Africa Is Not a Country
- Author: Dipo Faloyin
- Language: English
- Subject: Africa
- Genre: Non-fiction
- Publisher: W. W. Norton & Company
- Publication date: September 6, 2022
- Publication place: United Kingdom
- Pages: 380

= Africa Is Not a Country =

2022 nonfiction book by Dipo Faloyin

Africa Is Not a Country is a 2022 non-fiction book written by Dipo Faloyin. The book is subtitled Notes on a Bright Continent in the United States and Breaking Stereotypes of Modern Africa in the United Kingdom.

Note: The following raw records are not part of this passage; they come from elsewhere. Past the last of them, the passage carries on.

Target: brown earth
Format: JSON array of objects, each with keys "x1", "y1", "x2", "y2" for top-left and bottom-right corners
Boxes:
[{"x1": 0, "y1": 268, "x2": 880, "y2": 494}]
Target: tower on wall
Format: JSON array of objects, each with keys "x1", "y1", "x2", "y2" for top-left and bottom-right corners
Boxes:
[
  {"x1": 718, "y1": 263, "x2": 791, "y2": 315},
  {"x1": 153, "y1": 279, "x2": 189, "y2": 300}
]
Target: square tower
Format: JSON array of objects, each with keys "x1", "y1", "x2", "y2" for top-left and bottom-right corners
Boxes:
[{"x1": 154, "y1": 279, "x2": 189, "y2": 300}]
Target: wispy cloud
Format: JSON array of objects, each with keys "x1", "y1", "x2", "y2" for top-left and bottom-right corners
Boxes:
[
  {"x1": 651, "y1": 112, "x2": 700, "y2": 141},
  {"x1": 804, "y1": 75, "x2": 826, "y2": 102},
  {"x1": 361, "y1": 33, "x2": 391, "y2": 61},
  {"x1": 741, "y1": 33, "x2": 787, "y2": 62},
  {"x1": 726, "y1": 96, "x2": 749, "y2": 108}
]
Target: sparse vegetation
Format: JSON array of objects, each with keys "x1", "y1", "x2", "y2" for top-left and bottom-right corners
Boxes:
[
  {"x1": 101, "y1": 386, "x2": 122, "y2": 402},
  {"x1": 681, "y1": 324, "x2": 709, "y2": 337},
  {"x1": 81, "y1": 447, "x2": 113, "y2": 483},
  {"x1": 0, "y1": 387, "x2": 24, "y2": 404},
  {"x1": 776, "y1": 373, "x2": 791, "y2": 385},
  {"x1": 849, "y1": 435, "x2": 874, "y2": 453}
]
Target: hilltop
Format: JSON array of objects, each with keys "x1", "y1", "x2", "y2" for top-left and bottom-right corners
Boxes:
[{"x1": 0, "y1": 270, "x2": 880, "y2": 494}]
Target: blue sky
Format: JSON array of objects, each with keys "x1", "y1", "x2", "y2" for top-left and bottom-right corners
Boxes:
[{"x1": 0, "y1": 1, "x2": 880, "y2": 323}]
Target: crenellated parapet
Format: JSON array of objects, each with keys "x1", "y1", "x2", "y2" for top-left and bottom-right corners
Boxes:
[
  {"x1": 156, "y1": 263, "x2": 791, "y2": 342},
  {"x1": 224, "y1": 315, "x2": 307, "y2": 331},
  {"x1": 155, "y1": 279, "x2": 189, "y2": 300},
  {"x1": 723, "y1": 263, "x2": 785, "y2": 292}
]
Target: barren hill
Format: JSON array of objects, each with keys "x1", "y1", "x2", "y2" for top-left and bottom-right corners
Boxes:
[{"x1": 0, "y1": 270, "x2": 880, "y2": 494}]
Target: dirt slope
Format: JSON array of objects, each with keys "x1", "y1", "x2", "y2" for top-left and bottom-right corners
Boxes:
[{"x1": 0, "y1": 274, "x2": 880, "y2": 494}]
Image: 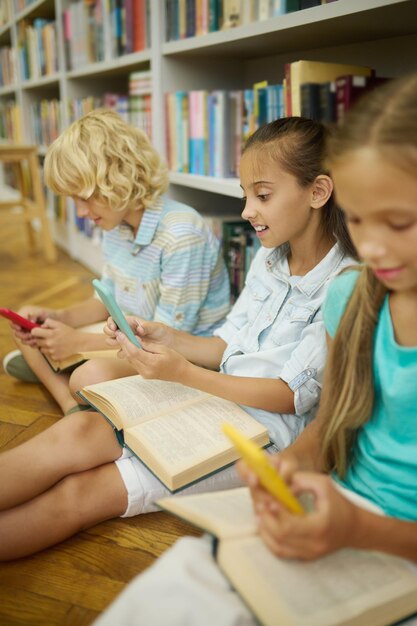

The book was published by W. W. Norton & Company on September 6, 2022.

==Overview==
Africa Is Not a Country seeks to challenge common stereotypes about Africa that are found in the Western world. Faloyin argued that Africa has been treated "as if it were a single country, devoid of nuance."

==Author==
Faloyin was born in Chicago, raised in Lagos, and currently lives in London. He is a senior editor and writer at VICE, and has written for The Guardian, Esquire, Newsweek, Dazed, I-D, HuffPost, Refinery29 and Prospect.

==Critical reception==
Kirkus Reviews writes, "A well-researched, cleareyed deconstruction of highly flawed conventional wisdom about Africa."

Conservative writer and author Victor Davis Hanson, "Africa Is Not a Country aims to set that record straight, while also painting a portrait of modern Africa as it is today – a bustling, generally thriving continent of 54 countries and 1.4 billion people. Yes, there are dictators, but there are also stable democracies, a growing middle class and plenty to feel positive about.